Many parents reacted with anger and fear. The leader of a local Christian group vowed to hold a prayer session March 8, the day the program was supposed to open. The district got scores of concerned calls and emails.
“Then please shut down all religious after-school clubs if that’s what needs to be done to keep Satan out of that building,” read one email sent to the district.
“What’s next, the after school heroin club?” asked another.
But things really heated up when a caller, upset about the After School Satan Club, left the district a voice mail threatening to come and “shoot everybody.” All Saucon Valley schools were closed the next day as a precaution. Shortly after, a 20-year-old North Carolina man was arrested by Charlotte-Mecklenburg Police.
Days after the threatening call, the Saucon Valley superintendent withdrew the district’s approval. Not long after that, supporters of the After School Satan Club turned to the courts.
The Satanic Temple, headquartered in Salem, Mass., is no stranger to controversy, but its leaders say they are often misunderstood.

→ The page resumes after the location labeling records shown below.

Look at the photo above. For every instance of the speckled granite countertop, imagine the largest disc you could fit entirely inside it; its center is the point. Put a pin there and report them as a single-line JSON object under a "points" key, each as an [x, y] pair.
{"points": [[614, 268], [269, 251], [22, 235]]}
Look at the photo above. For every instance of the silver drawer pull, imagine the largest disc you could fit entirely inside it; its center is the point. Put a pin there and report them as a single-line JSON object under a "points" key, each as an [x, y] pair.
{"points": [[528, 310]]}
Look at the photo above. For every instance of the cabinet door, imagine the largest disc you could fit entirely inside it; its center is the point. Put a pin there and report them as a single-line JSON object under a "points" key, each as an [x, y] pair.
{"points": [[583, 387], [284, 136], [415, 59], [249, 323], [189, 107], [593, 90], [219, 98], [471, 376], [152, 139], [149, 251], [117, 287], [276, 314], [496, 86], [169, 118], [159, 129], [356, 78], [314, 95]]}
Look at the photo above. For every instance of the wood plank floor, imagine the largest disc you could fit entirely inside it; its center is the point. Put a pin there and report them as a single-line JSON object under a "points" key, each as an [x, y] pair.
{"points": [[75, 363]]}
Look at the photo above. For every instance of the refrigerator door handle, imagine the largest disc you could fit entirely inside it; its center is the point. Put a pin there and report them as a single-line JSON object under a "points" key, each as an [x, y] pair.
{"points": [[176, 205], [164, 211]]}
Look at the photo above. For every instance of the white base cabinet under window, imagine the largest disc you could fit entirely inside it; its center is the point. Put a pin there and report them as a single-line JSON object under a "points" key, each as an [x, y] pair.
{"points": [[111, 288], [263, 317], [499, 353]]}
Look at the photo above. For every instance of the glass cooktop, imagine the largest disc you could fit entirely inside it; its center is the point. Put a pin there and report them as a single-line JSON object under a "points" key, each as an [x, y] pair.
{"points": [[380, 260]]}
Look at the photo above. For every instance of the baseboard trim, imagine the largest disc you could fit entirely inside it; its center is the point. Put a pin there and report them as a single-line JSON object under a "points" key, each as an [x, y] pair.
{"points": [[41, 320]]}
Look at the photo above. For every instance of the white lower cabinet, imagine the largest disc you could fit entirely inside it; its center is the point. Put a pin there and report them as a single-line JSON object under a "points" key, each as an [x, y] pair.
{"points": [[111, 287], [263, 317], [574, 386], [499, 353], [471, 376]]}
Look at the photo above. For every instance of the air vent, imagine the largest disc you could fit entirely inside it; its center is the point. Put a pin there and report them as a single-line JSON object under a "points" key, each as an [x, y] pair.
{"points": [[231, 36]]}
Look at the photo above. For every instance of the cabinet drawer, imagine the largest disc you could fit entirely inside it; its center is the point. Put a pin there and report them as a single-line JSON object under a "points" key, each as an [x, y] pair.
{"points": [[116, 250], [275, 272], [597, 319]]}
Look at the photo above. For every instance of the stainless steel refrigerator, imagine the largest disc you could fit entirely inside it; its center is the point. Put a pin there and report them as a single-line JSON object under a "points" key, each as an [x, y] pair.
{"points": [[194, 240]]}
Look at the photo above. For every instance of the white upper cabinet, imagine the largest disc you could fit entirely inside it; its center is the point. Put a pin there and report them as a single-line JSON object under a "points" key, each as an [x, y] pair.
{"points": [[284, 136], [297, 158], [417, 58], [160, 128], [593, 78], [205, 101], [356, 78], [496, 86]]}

Although The Satanic Temple is recognized by the IRS as a church and a religious — albeit nontheistic — corporation, its more than 700,000 members don’t worship Satan. For them, Satan is a symbol for the “Eternal Rebel,” according to their website. They are against “tyrannical authority” and support “individual sovereignty,” as well as empathy, compassion, and defiance.

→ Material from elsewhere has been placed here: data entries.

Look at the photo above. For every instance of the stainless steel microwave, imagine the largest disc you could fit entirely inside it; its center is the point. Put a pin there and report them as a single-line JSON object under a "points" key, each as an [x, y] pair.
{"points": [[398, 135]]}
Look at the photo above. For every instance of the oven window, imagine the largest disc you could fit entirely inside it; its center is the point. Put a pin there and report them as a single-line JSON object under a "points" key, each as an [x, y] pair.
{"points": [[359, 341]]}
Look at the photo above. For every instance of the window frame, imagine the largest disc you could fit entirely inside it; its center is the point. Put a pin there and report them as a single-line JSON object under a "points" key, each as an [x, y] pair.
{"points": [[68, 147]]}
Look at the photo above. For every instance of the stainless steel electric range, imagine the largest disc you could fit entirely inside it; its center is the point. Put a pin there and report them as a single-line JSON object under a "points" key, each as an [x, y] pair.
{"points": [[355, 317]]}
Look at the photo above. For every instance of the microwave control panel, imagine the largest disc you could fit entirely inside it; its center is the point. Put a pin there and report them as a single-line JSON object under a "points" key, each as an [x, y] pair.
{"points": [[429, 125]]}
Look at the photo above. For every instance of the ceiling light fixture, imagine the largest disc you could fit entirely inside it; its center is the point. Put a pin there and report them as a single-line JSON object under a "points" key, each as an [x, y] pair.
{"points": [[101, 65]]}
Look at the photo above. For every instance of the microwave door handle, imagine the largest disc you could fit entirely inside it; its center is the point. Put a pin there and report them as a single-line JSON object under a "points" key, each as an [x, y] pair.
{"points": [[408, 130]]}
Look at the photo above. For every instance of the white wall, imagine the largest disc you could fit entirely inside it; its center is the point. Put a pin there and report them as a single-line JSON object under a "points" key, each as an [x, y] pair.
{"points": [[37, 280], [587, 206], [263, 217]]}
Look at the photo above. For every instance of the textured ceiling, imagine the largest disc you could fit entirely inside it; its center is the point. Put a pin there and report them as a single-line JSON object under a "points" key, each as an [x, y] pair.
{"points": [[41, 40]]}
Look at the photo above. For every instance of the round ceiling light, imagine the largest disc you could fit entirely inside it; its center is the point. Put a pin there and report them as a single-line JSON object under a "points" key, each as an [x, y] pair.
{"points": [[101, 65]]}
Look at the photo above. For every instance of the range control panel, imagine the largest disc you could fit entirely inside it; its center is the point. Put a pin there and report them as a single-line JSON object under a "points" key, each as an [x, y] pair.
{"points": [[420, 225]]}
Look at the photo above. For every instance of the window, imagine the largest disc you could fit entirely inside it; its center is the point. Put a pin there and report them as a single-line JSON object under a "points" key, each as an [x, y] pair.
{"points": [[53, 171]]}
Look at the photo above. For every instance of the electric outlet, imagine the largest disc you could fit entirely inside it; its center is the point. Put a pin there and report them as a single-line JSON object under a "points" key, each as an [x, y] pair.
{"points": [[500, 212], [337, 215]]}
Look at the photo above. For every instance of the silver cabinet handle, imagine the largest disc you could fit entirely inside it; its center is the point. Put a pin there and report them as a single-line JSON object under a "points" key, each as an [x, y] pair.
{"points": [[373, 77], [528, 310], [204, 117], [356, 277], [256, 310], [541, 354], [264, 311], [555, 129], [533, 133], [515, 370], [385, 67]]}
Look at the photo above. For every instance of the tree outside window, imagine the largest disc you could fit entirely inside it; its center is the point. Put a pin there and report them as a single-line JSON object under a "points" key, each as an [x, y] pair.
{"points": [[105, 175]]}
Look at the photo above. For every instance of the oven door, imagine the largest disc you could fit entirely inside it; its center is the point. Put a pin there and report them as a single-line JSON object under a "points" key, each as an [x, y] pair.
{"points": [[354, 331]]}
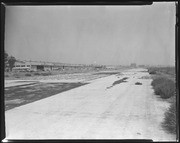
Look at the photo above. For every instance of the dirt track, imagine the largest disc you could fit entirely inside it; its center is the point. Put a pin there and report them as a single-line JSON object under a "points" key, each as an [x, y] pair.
{"points": [[93, 111]]}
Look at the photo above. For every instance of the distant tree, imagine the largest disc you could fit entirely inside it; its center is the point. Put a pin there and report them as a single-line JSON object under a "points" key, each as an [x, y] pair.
{"points": [[6, 57], [11, 61]]}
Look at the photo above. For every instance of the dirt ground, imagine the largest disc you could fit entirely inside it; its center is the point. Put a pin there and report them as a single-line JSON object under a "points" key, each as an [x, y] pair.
{"points": [[93, 111]]}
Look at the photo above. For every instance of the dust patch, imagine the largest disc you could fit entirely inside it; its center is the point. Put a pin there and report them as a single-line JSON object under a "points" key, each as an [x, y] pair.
{"points": [[118, 82]]}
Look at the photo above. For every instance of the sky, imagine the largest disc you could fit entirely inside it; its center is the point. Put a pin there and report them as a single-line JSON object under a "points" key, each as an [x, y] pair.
{"points": [[109, 35]]}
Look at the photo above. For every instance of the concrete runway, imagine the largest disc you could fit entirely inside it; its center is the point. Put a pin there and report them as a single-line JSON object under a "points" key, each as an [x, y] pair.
{"points": [[93, 111]]}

The Satan Temple has waged public battles against the religious and GOP right on issues involving First Amendment freedoms, LGBTQ rights, and abortion access.
Their approach has been often irreverent. In keeping with their belief in bodily autonomy, one of the temple members’ latest projects is an online clinic which aims to provide abortion medication by mail. They call it the Samuel Alito’s Mom’s Satanic Abortion Clinic.

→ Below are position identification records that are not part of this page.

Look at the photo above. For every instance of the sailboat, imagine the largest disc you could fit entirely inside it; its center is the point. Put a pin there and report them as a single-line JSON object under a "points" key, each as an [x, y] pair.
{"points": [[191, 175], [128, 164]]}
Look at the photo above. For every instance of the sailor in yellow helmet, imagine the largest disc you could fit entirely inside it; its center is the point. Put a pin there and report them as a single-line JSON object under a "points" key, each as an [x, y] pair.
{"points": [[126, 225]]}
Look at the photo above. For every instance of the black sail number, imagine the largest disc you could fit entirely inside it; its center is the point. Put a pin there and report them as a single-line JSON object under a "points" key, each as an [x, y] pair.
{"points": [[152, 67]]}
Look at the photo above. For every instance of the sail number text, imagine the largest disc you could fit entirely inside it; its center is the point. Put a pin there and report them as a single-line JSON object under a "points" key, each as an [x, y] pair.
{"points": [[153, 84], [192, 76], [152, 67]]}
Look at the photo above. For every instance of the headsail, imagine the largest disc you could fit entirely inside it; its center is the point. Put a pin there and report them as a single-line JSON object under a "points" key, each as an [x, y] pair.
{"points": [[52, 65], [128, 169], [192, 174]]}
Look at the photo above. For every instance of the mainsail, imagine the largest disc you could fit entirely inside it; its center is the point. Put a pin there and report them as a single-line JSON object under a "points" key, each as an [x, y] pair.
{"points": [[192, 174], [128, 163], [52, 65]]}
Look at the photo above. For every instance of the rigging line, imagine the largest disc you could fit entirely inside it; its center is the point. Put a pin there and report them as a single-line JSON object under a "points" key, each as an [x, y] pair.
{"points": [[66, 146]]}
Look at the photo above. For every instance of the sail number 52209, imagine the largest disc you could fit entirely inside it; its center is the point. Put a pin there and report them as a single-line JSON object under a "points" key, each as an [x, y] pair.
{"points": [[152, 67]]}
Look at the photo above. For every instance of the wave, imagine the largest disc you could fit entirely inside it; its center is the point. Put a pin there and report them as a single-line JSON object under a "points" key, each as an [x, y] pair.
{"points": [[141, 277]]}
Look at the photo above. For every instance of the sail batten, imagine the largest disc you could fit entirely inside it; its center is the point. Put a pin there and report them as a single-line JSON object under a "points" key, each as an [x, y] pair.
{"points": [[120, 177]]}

There are currently only seven active After School Satan Clubs, according to Everett. These clubs are only started in school districts that already have programs by other religious groups, like the Christian Evangelical-based Good News Club, which Saucon Valley has allowed.
The leaders say their clubs don’t try to convert children to Satanism, but focus on free inquiry, rationalism, and appreciation of the natural world. The fliers for the Saucon Valley program promised kids ages 5 to 12 science and community service projects, puzzles, games, nature activities, arts and crafts, snacks “& tons of fun.”
Official logo of the Hellion Academy of Independence Learning (HAIL) of the Satanic TempleCourtesy of The Satanic Temple
The Satanic Temple also operates the Hellion Academy of Independent Learning (HAIL), its alternative to Christian-based religious instruction programs. The Northern York County School District’s school board voted down a proposed After School Satan Club last year. But the district has allowed released time instruction by the Joy El Bible Adventure program. So last year HAIL started in the district as well, according to Everett.
No other districts in Pennsylvania or New Jersey currently have the HAIL project.
Published May 8, 2023
The club, for kids 5-12, promises science and community service projects, nature activities, and tons of fun. “Educatin’ with Satan,” as they say.